Kay dan Naina mengumpulkan tugas ke ruang guru lalu pamit dengan Dimas menuju kelas. Sementara Agnes, diinterogasi oleh beberapa guru sebelum masuk ke kelasnya yang baru. Di dalam kelas, suasana sudah mulai ricuh. Beberapa siswi perempuan sibuk bergosip tentang adik kelas ganteng yang lagi digandrungi di sekolah. Seorang siswa ganteng yang bertubuh atletis dengan wajah putih disertai mata dengan tatapan tajam membuat seisi sekolah khususnya kaum hawa, gempar. Adik kelas yang katanya juga seksi itu membuat semua kaum hawa bergibah tentang dirinya. Kay, Naina dan Dimas yang tiba di kelas hanya duduk dengan santai dibangku masing-masing sebelum pelajaran dimulai dan seakan tak peduli dengan keriuhan kelas.

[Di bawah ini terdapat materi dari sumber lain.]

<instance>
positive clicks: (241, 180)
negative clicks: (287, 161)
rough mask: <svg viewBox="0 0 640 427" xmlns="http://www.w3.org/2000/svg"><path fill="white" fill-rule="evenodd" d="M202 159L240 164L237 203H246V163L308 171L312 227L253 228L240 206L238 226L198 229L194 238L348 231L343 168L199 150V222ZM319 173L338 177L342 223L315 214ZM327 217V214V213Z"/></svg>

“Selamat pagi anak-anak. Perkenalkan ini Agnesia Arvisha, siswi baru pindahan dari sekolah lain. Bapak harap kalian bisa berteman dengan dia ya. Dimas kamu duduk dengan Agnes karena cuma kursi disampingmu yang kosong.” Pak Leo, guru olahraga masuk kelas sambil memperkenalkan Agnes. Dimas mengangguk dan Agnes langsung duduk di kursi sebelahnya. Ada perasaan aneh nan menggelitik hati  ketika aroma parfum mawar Agnesia tercium, membuat Dimas terpana sesaat sambil menatap wajah cantik Agnesia.

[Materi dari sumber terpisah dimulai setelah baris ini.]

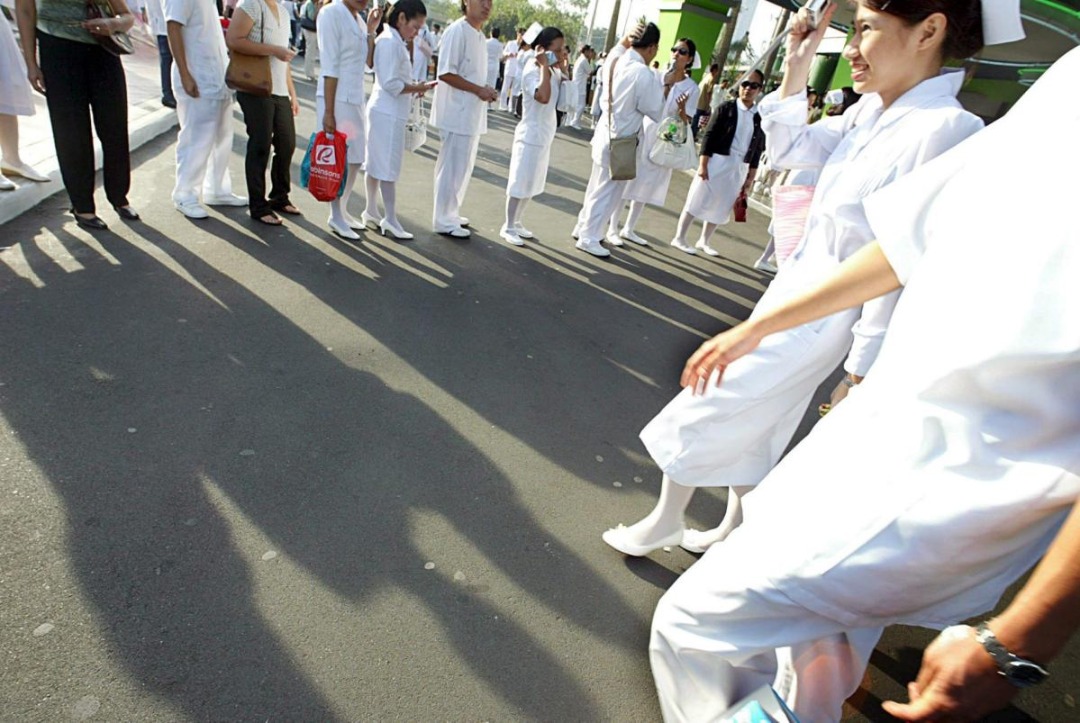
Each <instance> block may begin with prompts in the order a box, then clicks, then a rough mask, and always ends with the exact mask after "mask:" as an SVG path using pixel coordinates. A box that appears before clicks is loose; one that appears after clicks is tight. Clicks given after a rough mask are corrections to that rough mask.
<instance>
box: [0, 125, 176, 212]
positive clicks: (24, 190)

“Aku kenapa? Kenapa ada perasaan aneh saat aroma parfum Agnes tercium?” Dimas bergumam sendiri dan tanpa disadarinya Agnesia menatapnya sambil tersenyum lalu mengalihkan pandangannya.

Naina mengajak Agnes berkeliling sekolah. Melihat setiap bangunan dan sudut sekolah saat istirahat. Kay dan Dimas tak terlihat ikut. Mereka asyik bermain basket di lapangan sekolah. Tubuh tinggi dan tegap mereka menjadi modal utama dalam bermain basket.

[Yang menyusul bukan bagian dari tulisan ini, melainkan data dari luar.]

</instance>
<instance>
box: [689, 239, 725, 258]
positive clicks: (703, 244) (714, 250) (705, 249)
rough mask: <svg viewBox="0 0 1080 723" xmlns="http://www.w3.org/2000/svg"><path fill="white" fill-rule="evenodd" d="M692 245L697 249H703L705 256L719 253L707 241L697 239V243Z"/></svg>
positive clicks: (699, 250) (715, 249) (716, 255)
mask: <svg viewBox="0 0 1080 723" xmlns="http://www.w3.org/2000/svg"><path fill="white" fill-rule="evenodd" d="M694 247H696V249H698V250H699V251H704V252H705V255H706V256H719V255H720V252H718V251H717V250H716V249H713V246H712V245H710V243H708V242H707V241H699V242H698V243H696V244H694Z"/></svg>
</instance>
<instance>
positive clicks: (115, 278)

“Itu Dimas dan Kay.” Naina langsung menarik tangan Agnes untuk pergi ke samping lapangan basket. Melihat dua temannya menghampiri mereka, Kay dan Dimas mengakhiri permainan basket hari ini lalu mengajak Naina dan Agnes duduk dibawah pohon sambil makan cemilan yang dibawa Dimas.

“Kamu belum cerita tentang nyi blorong atau siapalah itu yang sudah menangkap kamu.” Kay memulai pembicaraan saat mereka semua hening dalam diam dan sibuk makan kue.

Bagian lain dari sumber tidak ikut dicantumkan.